Description of original award (Fiscal Year 2014, $32,000)
Statement of the Problem: A large body of research links victimization to various harms. Yet it remains unclear why victimization leads to these outcomes, or how the effects of victimization vary over the life course. Accordingly, this study seeks to advance the literature and inform victim service interventions by: 1) examining the effects of violent victimization on multiple behavioral, social, psychological, and health-related consequences; 2) specifying theoretically and measuring directly the intervening processes (i.e., supportive social ties) that explain why some victims are more resilient than others; and 3) testing these relationships across multiple stages of the life course. In doing so, the broader purpose of this research is to inform evidence based-interventions that will be appropriate for victims at different stages in the life span. Research Design and Methods: Existing data from Waves I (1994-1995), II (1996), III (2001-2002), and IV (2008-2009) of the National Longitudinal Study of Adolescent Health (Add Health) are used.
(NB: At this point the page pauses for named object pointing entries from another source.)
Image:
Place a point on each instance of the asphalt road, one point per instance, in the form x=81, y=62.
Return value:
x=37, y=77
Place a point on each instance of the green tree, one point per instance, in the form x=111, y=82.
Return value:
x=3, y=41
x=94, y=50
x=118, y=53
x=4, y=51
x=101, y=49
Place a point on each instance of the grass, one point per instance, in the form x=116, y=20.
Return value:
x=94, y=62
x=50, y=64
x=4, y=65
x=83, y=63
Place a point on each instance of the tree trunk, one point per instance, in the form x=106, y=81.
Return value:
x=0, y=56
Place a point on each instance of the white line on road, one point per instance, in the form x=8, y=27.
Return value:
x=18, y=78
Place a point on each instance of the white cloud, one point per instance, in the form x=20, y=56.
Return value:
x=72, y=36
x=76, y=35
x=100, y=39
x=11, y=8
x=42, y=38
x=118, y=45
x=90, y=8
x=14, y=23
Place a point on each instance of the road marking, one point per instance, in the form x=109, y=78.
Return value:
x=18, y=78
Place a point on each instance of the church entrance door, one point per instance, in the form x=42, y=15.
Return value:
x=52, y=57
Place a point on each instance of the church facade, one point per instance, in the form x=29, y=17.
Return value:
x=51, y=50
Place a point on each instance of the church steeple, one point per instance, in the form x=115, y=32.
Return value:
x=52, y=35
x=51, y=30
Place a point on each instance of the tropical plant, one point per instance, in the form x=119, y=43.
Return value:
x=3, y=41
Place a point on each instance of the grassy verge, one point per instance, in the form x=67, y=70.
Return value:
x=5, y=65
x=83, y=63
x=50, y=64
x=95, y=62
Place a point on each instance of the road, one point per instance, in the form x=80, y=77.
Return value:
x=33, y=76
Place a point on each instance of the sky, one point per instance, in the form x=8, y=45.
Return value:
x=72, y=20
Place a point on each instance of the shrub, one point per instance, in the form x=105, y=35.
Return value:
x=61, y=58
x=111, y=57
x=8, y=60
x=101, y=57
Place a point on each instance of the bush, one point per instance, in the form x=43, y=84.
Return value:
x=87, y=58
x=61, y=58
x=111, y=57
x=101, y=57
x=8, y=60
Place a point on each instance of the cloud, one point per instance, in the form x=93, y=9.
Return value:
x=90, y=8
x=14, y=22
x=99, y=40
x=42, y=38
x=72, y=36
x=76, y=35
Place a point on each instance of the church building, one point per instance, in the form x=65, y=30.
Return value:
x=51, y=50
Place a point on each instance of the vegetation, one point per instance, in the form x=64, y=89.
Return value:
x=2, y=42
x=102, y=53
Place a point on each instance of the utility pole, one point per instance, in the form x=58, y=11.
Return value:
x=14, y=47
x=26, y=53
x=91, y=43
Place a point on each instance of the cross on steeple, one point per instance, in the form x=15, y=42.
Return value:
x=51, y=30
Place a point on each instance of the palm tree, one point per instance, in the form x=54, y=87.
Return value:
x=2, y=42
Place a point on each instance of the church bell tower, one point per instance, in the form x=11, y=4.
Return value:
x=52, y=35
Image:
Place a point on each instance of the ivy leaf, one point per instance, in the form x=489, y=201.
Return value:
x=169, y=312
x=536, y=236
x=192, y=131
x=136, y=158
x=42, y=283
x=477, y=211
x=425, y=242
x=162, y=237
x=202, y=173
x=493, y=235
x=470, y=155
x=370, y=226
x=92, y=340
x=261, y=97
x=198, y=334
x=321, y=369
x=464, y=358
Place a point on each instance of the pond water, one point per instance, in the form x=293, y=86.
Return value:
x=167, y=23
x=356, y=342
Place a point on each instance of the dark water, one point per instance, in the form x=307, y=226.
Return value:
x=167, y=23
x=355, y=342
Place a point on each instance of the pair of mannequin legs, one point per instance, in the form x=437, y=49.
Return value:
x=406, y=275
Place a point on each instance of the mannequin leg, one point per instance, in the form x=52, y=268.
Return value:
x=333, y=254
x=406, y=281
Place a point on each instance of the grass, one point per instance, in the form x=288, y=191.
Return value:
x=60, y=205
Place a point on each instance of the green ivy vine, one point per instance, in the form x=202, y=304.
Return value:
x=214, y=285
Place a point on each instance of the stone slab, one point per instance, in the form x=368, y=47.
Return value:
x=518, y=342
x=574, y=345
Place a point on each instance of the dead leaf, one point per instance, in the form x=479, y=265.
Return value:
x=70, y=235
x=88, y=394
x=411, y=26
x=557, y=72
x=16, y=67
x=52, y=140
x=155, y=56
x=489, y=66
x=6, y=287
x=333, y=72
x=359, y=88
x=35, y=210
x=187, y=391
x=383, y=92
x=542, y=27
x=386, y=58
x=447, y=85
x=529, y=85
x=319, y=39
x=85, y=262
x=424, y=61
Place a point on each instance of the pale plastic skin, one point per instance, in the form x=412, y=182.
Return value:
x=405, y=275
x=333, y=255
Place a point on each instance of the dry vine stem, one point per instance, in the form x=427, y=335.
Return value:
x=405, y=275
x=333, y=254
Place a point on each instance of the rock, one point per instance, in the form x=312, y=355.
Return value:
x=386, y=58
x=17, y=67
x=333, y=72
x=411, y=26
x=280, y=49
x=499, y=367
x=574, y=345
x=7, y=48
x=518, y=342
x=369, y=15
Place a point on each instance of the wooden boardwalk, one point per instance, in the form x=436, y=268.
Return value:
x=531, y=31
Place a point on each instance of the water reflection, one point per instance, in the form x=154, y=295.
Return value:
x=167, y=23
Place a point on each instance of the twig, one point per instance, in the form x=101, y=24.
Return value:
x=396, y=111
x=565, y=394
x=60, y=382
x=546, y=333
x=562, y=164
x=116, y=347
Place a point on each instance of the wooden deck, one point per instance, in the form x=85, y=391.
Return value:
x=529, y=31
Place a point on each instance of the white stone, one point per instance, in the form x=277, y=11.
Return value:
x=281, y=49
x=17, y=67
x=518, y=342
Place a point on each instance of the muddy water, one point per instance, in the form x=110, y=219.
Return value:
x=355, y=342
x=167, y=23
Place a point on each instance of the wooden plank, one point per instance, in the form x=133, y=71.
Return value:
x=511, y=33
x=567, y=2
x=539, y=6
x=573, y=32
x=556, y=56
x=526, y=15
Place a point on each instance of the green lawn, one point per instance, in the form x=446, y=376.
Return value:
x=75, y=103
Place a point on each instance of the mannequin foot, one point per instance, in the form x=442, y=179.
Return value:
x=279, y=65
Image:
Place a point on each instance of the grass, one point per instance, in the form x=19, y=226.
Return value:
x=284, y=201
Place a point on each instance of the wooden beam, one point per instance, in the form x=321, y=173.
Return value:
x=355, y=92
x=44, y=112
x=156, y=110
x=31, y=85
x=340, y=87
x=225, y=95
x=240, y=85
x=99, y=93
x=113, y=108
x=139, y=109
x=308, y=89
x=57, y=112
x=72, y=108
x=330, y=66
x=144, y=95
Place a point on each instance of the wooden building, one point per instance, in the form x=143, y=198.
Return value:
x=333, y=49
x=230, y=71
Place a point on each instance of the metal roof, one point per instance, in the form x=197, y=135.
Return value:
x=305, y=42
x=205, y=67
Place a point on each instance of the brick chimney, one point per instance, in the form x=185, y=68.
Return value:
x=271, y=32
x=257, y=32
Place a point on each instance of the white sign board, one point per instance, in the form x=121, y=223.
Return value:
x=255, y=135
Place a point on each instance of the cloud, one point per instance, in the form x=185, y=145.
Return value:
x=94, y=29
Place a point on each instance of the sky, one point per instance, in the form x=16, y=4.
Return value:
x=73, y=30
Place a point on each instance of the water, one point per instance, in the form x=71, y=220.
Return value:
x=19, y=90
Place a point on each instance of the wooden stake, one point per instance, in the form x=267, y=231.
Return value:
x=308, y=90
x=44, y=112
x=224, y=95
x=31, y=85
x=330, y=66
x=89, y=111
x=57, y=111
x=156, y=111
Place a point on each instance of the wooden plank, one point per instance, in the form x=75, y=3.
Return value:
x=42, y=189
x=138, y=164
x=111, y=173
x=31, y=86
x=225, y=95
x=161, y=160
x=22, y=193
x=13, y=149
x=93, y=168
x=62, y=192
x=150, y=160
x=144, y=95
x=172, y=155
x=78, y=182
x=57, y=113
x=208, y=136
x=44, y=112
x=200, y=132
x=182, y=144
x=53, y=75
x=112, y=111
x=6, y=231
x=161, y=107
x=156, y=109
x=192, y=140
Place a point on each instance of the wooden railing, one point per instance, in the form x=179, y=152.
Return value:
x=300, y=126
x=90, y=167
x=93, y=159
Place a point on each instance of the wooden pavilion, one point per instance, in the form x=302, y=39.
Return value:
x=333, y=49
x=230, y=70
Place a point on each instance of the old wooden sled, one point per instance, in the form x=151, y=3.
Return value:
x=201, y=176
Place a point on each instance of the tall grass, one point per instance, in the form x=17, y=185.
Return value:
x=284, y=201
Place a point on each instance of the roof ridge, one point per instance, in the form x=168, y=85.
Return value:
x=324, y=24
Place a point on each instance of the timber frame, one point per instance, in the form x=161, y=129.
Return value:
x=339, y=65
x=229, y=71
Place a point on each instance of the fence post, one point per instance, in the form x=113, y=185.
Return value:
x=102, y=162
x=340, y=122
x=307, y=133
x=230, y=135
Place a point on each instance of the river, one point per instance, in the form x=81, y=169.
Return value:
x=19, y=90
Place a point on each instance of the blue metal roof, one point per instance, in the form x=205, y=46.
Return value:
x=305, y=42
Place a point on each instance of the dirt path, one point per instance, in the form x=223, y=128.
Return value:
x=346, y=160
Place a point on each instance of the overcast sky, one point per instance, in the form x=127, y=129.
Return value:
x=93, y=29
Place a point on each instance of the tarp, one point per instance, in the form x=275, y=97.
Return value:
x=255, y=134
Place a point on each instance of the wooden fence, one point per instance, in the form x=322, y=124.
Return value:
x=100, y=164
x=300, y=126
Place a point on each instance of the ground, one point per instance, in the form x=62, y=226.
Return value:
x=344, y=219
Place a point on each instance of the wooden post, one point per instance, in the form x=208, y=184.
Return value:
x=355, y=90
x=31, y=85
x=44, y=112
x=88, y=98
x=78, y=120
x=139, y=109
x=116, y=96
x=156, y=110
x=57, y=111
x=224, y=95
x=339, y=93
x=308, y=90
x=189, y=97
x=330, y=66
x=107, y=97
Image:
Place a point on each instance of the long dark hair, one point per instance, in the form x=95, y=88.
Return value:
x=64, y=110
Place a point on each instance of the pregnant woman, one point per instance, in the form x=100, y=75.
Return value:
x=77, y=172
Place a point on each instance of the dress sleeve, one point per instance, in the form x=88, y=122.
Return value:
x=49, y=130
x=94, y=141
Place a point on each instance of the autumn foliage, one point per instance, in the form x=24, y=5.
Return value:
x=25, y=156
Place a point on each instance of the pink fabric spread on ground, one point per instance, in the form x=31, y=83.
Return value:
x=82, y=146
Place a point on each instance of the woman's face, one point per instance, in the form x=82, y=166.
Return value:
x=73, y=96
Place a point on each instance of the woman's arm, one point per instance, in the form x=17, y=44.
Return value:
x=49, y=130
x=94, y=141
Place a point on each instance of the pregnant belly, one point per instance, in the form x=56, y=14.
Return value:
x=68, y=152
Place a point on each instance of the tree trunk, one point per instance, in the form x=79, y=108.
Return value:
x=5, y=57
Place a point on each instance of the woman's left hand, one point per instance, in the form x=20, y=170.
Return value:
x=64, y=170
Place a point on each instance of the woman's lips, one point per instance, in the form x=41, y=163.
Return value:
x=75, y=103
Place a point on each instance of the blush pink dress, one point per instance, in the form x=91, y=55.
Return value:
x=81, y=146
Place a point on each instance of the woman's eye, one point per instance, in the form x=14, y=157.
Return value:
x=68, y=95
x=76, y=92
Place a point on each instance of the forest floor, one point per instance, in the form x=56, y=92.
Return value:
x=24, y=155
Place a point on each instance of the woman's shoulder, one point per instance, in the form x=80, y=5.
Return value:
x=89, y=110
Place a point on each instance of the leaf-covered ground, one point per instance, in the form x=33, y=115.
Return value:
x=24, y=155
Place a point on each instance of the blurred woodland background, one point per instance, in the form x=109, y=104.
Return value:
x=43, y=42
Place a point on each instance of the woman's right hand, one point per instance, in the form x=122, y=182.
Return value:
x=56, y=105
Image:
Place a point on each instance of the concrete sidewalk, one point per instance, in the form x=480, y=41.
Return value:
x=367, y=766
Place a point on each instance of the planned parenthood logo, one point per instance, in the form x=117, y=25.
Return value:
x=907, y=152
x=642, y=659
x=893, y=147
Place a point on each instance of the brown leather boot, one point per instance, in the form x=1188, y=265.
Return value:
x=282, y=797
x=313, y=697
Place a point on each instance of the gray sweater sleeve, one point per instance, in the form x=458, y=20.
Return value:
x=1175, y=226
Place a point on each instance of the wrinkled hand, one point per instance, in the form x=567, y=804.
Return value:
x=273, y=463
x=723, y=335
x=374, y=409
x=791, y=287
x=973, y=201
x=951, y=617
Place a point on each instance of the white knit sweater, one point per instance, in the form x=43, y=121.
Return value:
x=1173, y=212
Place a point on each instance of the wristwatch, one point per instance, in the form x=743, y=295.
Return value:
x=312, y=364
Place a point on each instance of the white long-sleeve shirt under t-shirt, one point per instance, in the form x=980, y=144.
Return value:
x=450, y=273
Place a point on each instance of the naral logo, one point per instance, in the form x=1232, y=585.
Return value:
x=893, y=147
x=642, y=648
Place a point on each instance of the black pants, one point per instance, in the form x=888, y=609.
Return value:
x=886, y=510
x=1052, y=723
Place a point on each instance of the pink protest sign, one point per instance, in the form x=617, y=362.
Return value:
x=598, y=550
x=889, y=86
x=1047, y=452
The Add Health is a nationally representative sample of over 20,000 American adolescents enrolled in middle and high school during the 1994-1995 school year. On average, respondents are 15 years of age at Wave I (11-18 years), 16 years of age at Wave II (ranging from 12 to 20 years), 22 years of age at Wave III (ranging from 18 to 26 years), and 29 years of age at Wave IV (ranging from 24 to 32 years). Analysis: After conducting descriptive and bivariate analyses, multivariate regression models (e.g., ordinary least-squares, logistic and negative binomial models) are used to assess the effects of violent victimization on the various behavioral, social, psychological, and health-related outcomes at each wave of data. Two-stage sample selection models are estimated to correct for attrition bias, and missing data due to item non-response are handled using multiple imputation.
Products, Reports, and Data Archiving: An official copy of the dissertation will be provided to NIJ. These results will be used to prepare a webinar, three manuscripts for academic and practitioner audiences, and will be presented at a national conference.